Benjamin Thomas s'éloigne, et sa voiture suiveuse doit attendre avant de dépasser Durbridge, pour ne pas offrir trop d'aspiration à ce dernier. La moto du commissaire de course se porte à notre hauteur, et nous intime de rester à notre place. Au loin, on n'aperçoit même plus la combinaison bordeaux du rouleur français.

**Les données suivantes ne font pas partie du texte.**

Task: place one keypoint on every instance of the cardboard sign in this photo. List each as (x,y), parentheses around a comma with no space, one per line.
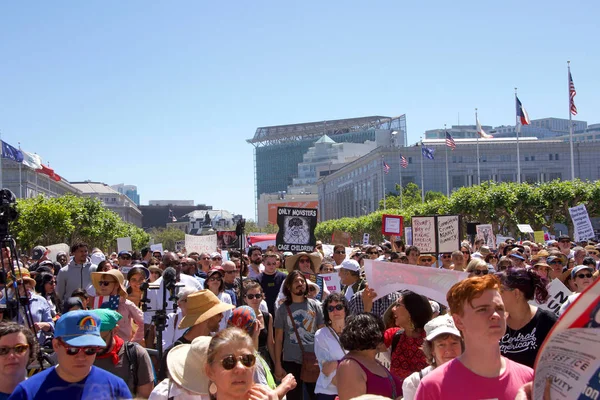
(296,229)
(391,224)
(201,244)
(385,278)
(581,223)
(486,232)
(124,244)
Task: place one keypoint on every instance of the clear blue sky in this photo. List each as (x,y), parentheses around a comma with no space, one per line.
(163,95)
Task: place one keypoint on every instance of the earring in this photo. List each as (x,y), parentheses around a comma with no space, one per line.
(212,389)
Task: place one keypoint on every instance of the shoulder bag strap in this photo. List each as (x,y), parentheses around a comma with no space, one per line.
(294,326)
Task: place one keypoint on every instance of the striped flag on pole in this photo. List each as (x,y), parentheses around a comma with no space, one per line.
(450,141)
(572,93)
(403,162)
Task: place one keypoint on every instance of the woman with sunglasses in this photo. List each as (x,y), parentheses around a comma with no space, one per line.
(45,285)
(253,296)
(230,364)
(214,282)
(477,267)
(526,326)
(18,348)
(328,348)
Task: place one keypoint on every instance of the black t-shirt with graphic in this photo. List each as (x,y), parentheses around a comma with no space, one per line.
(522,345)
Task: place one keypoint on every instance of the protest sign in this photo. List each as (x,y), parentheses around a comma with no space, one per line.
(227,240)
(124,244)
(366,238)
(54,249)
(385,278)
(448,231)
(581,223)
(539,236)
(569,357)
(424,234)
(339,237)
(201,244)
(296,229)
(332,281)
(486,232)
(391,224)
(408,236)
(156,247)
(557,294)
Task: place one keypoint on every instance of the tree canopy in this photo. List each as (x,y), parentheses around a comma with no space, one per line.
(67,219)
(503,204)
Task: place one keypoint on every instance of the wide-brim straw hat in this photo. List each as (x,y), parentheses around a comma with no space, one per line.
(184,362)
(202,306)
(115,273)
(315,260)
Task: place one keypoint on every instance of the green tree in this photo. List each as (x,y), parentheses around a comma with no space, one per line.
(167,236)
(69,218)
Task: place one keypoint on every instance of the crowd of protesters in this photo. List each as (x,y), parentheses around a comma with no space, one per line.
(262,325)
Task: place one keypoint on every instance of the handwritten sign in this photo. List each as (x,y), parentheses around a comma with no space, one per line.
(385,278)
(581,223)
(200,244)
(448,233)
(424,233)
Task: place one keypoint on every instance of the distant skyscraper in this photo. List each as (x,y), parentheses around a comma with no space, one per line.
(129,191)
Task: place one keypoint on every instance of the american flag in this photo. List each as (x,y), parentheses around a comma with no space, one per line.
(572,93)
(403,162)
(386,168)
(110,302)
(450,141)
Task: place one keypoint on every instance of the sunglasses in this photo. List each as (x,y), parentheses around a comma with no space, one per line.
(72,351)
(18,349)
(338,307)
(231,361)
(480,272)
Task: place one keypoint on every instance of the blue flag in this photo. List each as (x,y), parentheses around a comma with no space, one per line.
(427,152)
(11,153)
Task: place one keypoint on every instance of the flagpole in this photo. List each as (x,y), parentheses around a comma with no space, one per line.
(570,123)
(518,126)
(422,178)
(478,171)
(447,174)
(383,180)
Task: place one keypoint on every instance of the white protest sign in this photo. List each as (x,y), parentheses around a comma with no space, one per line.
(581,223)
(124,244)
(557,295)
(386,277)
(54,249)
(408,236)
(332,281)
(156,247)
(448,233)
(424,234)
(486,232)
(200,244)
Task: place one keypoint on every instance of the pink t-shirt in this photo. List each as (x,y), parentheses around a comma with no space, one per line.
(455,381)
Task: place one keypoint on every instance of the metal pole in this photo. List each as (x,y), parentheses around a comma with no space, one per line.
(570,123)
(518,126)
(447,173)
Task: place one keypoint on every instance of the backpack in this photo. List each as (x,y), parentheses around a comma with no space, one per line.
(131,355)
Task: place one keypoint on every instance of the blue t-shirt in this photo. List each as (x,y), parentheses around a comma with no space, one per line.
(47,385)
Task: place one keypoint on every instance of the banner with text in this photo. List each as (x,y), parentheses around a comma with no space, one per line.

Puis, alors que les kilomètres défilent, vient l'heure de la descente. Une plongée vers Thonon-les-Bains à toute vitesse, qui permet enfin à Roberto Damiani de revenir derrière son poulain. Cette portion-là est technique : lancé à pleine vitesse, le Tricolore a tendance à semer son directeur sportif, aussi concentré sur la route que dans la distillation des consignes, et de l'inclinaison des virages.

« J'ai mis des coups de frein quand il ne fallait pas »

Puisqu'il « n'a pas trop sorti le vélo de contre-la-montre cette année » comme il l'expliquera un peu plus tard, Benjamin Thomas a tendance à se retenir sur cette portion-là (« J’ai mis des coups de frein quand il ne fallait pas »), ce qui lui fait perdre pas mal de secondes. Vient ensuite l’heure de relancer la cadence, dans la dernière partie urbaine de la course. Le Français n’est pas en lice pour la victoire, mais il continue de se donner « à 100% » jusqu’à la ligne. Dévié un peu avant l’arrivée, Roberto Damiani lance un dernier « Dai, dai, dai (Allez, allez allez) » à son coureur avant de le retrouver quelques minutes plus tard, au pied d’un fourgon de l’équipe.

Là, Benjamin Thomas (33e du contre-la-montre à 3'39" de Remco Evenepoel) fait le bilan avec son staff, son coéquipier Hugo Page (arrivé quelques minutes plus tôt), et ses parents, venus en Haute-Savoie pour l’occasion. Le pistard tourne une dernière fois les jambes sur son home-trainer, puis file à l’hôtel. Car au vu de ce qui attend le peloton dans les Alpes, chaque minute de récupération est une aubaine.